What that means for mortgage loan originators (MLOs) careening toward 2030, is that certain functions of handling a loan will likely be handled by AI and automation, reducing the need, say, for loan officer assistants and processor assistants.
“Back in the day ... for every seven loans or 10 loans or 40 loans, you hire a processor, hire another underwriter, all the old metrics,” Roque said.
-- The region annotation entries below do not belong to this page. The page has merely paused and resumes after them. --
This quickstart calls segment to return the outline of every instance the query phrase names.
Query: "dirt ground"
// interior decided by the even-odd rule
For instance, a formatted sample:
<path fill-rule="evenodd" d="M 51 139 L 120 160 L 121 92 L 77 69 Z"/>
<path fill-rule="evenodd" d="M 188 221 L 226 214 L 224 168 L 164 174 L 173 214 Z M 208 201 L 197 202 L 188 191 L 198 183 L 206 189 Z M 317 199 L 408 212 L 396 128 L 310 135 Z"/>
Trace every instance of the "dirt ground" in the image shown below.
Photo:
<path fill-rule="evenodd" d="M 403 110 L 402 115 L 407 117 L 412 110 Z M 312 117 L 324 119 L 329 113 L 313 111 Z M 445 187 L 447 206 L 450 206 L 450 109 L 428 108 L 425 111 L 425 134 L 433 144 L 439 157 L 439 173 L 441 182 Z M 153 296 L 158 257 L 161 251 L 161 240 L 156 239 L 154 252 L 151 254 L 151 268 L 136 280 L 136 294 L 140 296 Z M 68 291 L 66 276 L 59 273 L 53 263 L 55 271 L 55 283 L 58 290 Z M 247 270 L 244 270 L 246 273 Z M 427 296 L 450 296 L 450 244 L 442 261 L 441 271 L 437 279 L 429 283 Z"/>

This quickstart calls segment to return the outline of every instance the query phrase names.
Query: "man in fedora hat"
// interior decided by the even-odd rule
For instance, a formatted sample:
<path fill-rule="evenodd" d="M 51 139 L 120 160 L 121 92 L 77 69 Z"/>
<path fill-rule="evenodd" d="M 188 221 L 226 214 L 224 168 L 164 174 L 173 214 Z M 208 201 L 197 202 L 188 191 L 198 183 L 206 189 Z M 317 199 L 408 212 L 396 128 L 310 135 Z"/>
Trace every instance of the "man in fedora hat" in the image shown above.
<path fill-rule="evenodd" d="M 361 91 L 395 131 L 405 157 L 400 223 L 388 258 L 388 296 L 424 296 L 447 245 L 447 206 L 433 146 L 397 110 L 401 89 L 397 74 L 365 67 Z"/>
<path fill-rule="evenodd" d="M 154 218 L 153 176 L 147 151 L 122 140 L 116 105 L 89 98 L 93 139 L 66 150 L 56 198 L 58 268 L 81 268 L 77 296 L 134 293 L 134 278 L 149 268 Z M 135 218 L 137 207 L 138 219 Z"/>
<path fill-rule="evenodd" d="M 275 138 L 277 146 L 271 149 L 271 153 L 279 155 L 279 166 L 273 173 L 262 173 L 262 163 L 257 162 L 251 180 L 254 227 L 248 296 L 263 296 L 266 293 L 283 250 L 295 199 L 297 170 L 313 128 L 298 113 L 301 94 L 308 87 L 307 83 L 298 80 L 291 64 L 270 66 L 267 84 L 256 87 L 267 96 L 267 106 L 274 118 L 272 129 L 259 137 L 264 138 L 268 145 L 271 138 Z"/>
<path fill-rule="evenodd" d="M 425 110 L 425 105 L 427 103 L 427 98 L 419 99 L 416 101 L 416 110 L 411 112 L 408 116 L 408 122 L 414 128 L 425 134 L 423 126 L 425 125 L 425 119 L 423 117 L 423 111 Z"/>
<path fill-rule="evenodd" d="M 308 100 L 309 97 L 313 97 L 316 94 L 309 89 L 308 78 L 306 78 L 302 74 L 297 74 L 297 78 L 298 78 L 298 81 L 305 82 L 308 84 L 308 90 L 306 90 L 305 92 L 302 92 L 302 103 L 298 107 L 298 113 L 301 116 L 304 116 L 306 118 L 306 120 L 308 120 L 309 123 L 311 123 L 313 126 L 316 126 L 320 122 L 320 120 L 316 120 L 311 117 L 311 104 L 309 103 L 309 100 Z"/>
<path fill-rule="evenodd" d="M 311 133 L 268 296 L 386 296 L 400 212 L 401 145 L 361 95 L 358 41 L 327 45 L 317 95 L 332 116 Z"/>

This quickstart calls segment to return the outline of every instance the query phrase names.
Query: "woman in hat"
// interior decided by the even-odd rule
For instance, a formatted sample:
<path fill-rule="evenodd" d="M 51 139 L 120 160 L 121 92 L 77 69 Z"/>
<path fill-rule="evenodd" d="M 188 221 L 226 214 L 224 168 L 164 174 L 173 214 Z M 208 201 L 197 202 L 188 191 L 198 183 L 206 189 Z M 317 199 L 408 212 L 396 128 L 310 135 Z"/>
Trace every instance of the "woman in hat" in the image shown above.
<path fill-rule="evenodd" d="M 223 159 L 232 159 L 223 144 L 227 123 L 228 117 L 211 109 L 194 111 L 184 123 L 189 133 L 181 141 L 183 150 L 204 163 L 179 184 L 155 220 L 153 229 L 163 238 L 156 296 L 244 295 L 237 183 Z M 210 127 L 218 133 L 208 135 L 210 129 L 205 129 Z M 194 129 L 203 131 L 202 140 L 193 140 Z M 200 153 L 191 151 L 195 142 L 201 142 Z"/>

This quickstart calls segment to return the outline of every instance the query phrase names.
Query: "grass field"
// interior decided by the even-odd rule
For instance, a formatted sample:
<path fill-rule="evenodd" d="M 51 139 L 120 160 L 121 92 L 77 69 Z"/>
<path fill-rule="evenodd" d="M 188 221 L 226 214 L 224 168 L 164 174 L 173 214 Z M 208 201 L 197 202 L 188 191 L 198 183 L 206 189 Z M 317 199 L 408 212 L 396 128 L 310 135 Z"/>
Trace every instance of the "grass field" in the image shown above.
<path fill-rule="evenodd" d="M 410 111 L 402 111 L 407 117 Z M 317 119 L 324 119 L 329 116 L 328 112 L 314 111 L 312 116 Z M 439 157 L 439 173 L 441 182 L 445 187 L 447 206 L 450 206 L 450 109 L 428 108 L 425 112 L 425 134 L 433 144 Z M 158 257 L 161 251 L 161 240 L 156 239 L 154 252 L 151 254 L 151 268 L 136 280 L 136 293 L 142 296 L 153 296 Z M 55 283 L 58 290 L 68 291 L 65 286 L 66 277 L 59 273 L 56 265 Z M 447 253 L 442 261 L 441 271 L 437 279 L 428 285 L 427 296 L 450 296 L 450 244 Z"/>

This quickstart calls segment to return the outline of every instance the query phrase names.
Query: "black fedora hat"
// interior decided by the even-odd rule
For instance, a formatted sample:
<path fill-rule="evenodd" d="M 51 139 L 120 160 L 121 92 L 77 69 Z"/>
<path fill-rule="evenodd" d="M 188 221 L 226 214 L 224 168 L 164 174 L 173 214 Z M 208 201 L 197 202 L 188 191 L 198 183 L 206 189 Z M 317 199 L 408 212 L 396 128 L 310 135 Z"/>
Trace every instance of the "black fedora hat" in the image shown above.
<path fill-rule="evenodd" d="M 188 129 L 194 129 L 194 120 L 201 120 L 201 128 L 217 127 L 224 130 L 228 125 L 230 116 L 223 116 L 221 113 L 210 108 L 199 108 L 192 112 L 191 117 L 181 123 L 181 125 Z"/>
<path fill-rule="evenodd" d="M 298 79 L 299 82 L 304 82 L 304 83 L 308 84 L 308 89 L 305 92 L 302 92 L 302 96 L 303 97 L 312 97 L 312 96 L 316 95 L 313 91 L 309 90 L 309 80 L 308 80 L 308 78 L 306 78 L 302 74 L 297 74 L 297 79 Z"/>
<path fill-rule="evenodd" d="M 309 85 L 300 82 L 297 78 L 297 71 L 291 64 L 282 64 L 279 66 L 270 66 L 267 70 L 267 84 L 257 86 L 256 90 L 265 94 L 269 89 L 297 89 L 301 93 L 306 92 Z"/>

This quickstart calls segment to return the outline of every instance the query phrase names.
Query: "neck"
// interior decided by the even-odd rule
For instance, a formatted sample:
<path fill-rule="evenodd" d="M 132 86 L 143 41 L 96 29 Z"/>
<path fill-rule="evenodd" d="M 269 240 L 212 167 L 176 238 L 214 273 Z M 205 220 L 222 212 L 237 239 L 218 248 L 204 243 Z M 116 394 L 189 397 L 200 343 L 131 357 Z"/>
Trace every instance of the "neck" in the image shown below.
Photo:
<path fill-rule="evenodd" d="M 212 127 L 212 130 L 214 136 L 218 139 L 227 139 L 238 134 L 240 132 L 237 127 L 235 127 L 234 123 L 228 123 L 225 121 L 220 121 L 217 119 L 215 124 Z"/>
In the coming years, “we’re going to hold our back office to probably about 10, 15, 20% of what it is today, but we're expecting to be able to have that support because of AI, a growth of almost doubling our production.”
The changes to come sparked Roque’s comment about “reading the tea leaves” in the mortgage industry. “You have to understand where the market is going to pivot for your own career, regardless of where you are,” he said, highlighting the distinction between the mortgage market's evolution and mortgage operations' evolution.
Though 2025 has begun with marked inventory improvements, “there’s a lot of work to be done yet.” Total mortgage origination volume for 2025 may be less than had been projected, Roque said.
“Literally, in December, we were talking about $2.2, $2.3, $2.4 trillion” in total origination volume, he said. “I don't think there's a chance we'll get above $2.2 trillion; I really don't."
He added there's a chance this year's total volume will be between that of 2023 and 2024 – "and let's just hope it's not 2023.” Roque also said he expects consolidation to accelerate this year, and for loan originators to “get used to selling” at rates around 7% or even higher.
For loan officers today, he noted, it’s becoming more essential to use social media to help boost their influence and business.
“We're in an era of ‘image and likeness’ deals with loan officers, right?” Roque said. “What I think you guys should be doing is leveraging the experience and the knowledge you've accumulated over a career in appropriate online content."